Now everyone is obsessed with models.

GPT-5 rumors. Claude 3 performance. Gemini multimodal demo.

But the truth is:

The model is not the AI ​​entity. The agent is.

The definition of an agent is not "what it knows", but "what it can do". To act in the real world, an agent needs tools. To use tools intelligently, it needs structure. And to extend this structure across models, teams, devices, and domains - it needs a protocol.

This is MCP.

Agent operating system

MCP is more than just a wrapper around function calls. It is an interface contract between cognition and capabilities .

It contains:

  • • The tool declares itself
  • • The model will automatically discover them
  • • Function calls are standardized
  • • Sessions carry state
  • • The agent is in control

This is strikingly similar to the development path of operating systems:

  • • CPU ↔ Driver ↔ Hardware
  • • OS ↔ APIs ↔ Applications
  • • Now: LLM ↔ MCP ↔ Tools

In this sense, MCP is quietly becoming the core of the AI ​​operating system —the key to turning thinking into action.

How this changes the way we build

Imagine a future like this:

  • • You start a new agent within 30 seconds
  • • You get the tools from a public MCP server registry like GitHub
  • • You switch models like you would a middleware — Claude today, GPT-5 tomorrow
  • • You deploy agents that drive business, scientific papers, 3D pipelines—all with secure and composable tooling

This is not far away.

MCP-Use is one of the first libraries to open this reality to developers . It does not lock platforms, models, or ecosystems.

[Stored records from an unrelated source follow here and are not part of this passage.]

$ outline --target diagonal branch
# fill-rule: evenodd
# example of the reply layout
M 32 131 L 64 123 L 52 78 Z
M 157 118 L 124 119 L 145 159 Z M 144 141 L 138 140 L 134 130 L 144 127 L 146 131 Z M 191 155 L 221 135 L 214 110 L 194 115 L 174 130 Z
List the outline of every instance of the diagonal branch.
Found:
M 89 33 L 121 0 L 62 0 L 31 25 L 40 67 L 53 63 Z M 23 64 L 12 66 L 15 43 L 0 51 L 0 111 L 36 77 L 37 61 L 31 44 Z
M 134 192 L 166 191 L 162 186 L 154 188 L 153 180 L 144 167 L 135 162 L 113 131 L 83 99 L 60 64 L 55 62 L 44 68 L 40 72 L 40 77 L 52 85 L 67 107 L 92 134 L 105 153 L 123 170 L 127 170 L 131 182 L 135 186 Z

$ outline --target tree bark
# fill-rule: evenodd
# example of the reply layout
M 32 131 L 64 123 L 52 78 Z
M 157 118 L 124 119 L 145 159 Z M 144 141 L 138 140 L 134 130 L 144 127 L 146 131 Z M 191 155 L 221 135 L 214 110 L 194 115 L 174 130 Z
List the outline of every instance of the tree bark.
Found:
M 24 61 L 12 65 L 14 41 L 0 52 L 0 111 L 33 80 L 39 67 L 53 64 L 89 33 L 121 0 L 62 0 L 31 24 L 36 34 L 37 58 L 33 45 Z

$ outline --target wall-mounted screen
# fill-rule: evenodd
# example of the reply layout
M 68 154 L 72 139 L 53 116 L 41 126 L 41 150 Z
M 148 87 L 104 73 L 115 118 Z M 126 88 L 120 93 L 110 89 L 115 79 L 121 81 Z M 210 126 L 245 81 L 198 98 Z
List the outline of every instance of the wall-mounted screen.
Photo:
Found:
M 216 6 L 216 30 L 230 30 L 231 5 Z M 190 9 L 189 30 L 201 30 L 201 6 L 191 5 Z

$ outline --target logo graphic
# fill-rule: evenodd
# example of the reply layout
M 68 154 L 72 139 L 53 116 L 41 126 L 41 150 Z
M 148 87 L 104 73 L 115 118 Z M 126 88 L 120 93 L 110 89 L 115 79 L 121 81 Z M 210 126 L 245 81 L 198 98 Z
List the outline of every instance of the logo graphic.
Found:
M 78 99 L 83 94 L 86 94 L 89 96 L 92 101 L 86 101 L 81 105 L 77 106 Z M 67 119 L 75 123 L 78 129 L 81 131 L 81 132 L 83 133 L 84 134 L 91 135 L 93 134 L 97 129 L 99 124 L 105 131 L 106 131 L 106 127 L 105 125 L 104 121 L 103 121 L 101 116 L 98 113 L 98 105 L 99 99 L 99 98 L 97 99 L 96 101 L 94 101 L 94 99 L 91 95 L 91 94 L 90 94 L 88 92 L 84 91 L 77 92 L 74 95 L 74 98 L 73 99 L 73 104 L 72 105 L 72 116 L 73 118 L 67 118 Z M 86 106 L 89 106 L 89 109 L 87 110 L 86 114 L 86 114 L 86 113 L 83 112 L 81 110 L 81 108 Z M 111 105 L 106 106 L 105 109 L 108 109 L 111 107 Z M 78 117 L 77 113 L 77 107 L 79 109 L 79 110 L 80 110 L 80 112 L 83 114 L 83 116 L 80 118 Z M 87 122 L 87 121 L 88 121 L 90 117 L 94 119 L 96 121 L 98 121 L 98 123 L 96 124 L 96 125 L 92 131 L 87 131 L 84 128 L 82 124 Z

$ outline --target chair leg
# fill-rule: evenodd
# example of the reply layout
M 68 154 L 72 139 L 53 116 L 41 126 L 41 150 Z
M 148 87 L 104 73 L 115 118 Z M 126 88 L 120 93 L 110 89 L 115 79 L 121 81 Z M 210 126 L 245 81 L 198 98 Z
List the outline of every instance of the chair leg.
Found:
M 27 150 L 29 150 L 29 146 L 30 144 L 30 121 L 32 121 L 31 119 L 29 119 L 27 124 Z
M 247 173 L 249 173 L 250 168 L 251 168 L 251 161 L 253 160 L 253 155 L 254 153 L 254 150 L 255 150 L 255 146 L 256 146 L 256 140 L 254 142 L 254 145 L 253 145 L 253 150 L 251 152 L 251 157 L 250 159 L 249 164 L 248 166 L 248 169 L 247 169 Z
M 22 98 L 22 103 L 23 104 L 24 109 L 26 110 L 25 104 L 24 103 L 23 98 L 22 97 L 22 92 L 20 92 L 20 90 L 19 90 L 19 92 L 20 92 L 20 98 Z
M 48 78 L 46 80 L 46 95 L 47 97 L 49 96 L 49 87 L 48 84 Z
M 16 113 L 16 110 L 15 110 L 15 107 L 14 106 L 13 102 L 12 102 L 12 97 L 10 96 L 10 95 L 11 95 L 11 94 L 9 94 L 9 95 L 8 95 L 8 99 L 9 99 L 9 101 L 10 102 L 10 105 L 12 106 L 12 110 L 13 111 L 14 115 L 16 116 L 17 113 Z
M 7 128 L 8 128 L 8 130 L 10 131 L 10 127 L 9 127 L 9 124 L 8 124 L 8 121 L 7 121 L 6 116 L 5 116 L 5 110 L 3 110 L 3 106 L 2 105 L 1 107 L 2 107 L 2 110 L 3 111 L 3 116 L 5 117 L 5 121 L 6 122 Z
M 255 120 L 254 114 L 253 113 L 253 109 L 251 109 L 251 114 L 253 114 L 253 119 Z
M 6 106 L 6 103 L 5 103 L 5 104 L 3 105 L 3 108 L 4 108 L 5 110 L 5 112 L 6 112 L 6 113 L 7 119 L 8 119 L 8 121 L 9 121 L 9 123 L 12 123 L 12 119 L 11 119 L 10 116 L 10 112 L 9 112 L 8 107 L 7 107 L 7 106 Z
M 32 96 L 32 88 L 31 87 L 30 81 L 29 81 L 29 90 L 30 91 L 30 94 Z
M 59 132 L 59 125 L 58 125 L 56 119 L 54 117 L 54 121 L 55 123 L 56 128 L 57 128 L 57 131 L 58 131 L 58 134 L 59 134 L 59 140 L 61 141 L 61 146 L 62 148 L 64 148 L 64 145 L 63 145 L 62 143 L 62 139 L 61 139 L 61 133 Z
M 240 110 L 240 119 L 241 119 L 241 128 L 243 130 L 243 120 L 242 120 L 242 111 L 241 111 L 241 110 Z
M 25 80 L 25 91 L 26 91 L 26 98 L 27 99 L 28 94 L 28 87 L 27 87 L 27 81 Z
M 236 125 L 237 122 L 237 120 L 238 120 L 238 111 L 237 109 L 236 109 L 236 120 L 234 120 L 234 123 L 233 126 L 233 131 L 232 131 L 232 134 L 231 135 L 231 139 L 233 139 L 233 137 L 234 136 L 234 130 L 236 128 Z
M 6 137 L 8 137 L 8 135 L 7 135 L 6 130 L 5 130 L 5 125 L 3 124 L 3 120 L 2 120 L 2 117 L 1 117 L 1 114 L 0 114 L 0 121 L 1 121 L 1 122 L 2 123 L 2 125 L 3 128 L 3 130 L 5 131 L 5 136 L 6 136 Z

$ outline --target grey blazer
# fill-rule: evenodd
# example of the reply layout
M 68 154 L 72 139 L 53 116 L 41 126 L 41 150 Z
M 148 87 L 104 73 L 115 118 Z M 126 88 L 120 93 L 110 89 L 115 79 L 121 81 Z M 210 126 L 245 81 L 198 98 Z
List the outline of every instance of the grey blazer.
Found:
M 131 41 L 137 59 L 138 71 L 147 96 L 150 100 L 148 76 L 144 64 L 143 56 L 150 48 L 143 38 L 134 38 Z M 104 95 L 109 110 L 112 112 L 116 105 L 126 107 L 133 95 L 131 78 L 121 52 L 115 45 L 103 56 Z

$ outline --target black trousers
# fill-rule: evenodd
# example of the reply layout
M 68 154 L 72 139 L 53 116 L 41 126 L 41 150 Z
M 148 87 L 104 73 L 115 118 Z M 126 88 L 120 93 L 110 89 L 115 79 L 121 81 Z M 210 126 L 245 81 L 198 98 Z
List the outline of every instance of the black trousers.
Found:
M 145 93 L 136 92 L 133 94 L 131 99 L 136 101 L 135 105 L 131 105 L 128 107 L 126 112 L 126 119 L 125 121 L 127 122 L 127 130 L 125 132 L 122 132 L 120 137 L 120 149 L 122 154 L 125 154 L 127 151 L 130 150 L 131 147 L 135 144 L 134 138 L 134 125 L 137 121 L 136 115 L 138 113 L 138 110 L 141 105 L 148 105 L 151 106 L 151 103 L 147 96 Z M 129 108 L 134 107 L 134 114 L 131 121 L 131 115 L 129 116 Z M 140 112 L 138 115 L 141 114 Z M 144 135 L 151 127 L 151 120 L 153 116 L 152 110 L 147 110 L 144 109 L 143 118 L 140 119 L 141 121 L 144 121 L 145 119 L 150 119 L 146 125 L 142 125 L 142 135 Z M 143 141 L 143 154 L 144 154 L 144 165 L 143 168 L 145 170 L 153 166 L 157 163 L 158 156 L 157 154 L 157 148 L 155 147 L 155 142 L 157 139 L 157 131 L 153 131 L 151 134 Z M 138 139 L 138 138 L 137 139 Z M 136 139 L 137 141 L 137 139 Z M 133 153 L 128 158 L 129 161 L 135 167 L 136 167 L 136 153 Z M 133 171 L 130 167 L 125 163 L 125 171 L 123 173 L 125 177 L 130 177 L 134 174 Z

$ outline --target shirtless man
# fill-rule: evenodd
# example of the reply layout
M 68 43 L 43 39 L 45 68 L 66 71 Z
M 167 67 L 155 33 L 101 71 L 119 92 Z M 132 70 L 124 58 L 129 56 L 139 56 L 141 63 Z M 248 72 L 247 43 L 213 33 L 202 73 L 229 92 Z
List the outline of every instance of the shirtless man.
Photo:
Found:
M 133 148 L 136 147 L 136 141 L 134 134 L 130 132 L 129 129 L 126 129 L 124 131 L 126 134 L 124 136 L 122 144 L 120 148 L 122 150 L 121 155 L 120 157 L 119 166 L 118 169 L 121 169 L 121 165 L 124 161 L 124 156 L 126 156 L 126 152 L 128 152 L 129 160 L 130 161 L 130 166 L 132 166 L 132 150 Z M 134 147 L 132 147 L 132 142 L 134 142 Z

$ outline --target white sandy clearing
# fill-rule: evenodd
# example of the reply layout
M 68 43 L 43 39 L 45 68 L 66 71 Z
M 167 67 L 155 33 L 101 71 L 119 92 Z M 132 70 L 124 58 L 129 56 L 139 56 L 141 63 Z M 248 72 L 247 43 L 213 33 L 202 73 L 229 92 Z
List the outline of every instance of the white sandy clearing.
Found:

It simply gives your LLM the ability to use things.

That makes it more than just a tool. It's the foundation .

The future of MCP-Use

The roadmap is already exciting:

  • • Support WebSocket for low latency tools
  • • Add more tool servers (PDF, vector database, IDE, API)
  • • Support for agents with memory functions
  • • GUI tools use visualization
  • • Plug-and-play UI front end

But more importantly:

It's open. It's standard. It's yours.

You can build tools today and plug into any agent tomorrow. You can run agents locally, remotely, on edge devices, or in a secure lab. You ask LLMs  to do things—not by writing prompts, but by giving them capabilities.

And no one’s permission is required .

Conclusion: The arrival of the LLM action era

For the past few years, we’ve been living in the era of “LLMs can talk .”

They are clever, surprising and sometimes poetic.

But the next era—the era we are entering—is completely different.

This is the era of “LLMs will act .”

When future developers look back and ask:

“When do AI agents really start to be useful?”

Most likely the answer will be:

"Probably around the time someone released a Python library called MCP-Use."